Drawing of city skyline
Drawing of city skyline

I don’t know about you, but I’ve recently been gazing longingly at images of old-school dumbphones as I think about ways to combat the vast and often dispiriting tidal wave of news that washes over me in any given 24-hour period.

Deleting all my social media

Deleting all my social media (the last one over two years ago…) seems insufficient, as if a lot of journalists’ work is now just reporting on what’s being said on social media. The investment trust sector is currently awash in its tidal wave of news, seeping out across social media, and I wouldn’t blame our readers if they’d been steering clear of the whole thing. But I think this does matter in a big way, and investors should pay close attention. I’ll do my best, but I’m not the best at keeping it short, so hang on.

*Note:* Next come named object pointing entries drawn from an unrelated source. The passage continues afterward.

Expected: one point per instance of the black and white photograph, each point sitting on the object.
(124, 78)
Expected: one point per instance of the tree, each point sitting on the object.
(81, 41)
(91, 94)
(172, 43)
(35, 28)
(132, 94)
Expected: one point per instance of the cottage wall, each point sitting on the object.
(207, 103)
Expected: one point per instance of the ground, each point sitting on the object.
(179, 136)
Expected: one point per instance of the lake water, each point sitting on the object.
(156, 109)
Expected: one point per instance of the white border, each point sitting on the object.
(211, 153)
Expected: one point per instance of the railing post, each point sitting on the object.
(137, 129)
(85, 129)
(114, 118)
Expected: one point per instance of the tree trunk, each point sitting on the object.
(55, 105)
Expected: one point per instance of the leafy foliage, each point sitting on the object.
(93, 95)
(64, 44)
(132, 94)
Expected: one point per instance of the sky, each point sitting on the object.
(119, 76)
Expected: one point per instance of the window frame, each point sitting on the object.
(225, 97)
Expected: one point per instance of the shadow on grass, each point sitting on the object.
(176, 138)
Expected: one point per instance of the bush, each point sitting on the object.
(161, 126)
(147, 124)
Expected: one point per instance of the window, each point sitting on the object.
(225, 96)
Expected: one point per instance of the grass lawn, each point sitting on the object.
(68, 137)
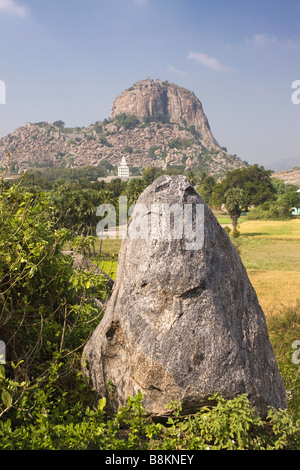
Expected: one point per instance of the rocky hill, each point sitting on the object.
(153, 123)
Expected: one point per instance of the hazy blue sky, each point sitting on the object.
(69, 59)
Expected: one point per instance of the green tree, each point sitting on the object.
(255, 181)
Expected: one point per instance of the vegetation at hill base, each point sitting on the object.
(48, 311)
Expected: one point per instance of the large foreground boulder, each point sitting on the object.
(184, 321)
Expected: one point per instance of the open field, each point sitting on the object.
(270, 251)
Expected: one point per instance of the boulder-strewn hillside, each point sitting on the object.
(290, 176)
(152, 124)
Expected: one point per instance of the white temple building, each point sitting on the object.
(123, 169)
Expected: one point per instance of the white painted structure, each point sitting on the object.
(123, 169)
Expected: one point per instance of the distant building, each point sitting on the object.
(123, 169)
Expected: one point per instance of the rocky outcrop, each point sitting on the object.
(183, 323)
(186, 140)
(151, 98)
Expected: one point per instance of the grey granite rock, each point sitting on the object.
(183, 324)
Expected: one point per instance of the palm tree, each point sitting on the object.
(234, 201)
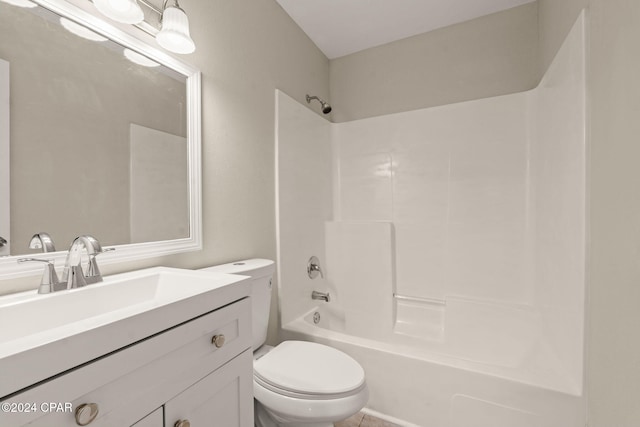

According to Page 1 of Chapter 1 of “The Activist’s Investment Trust Handbook,” the easiest shareholder vote to win is that of a vote to replace the directors. Other methods of gaining control of an investment trust all require (more) cash, more votes, or all of the above. The process of removing and appointing directors, however, is done by simple majority vote, and once a new board is installed, everything else follows. So, effectively, the current vote is whether to facilitate the ability for a minority shareholder to take control of European Smaller Companies Trust (ESCT) (and also six other trusts), via a completely legal vehicle. The sapphire proposal replaces the board with two directors, one an employee of the minority shareholder group and the other an independent director proposed by that same shareholder. To remain compliant, it’s expected that one or more new independent directors will be appointed soon after. And wouldn’t it be fun to be a fly on the wall for the interviews for new directors? And, I might add, perfectly legal. Investment trusts are the most tightly controlled of fund structures, and in being so, would always be able to find loopholes such as this, and I’m not sure anyone would want to change that, however uncomfortable it is right now. So the burden is on shareholders to recognize restructuring for what it is: a loophole being manipulated to serve a minority shareholder’s interests.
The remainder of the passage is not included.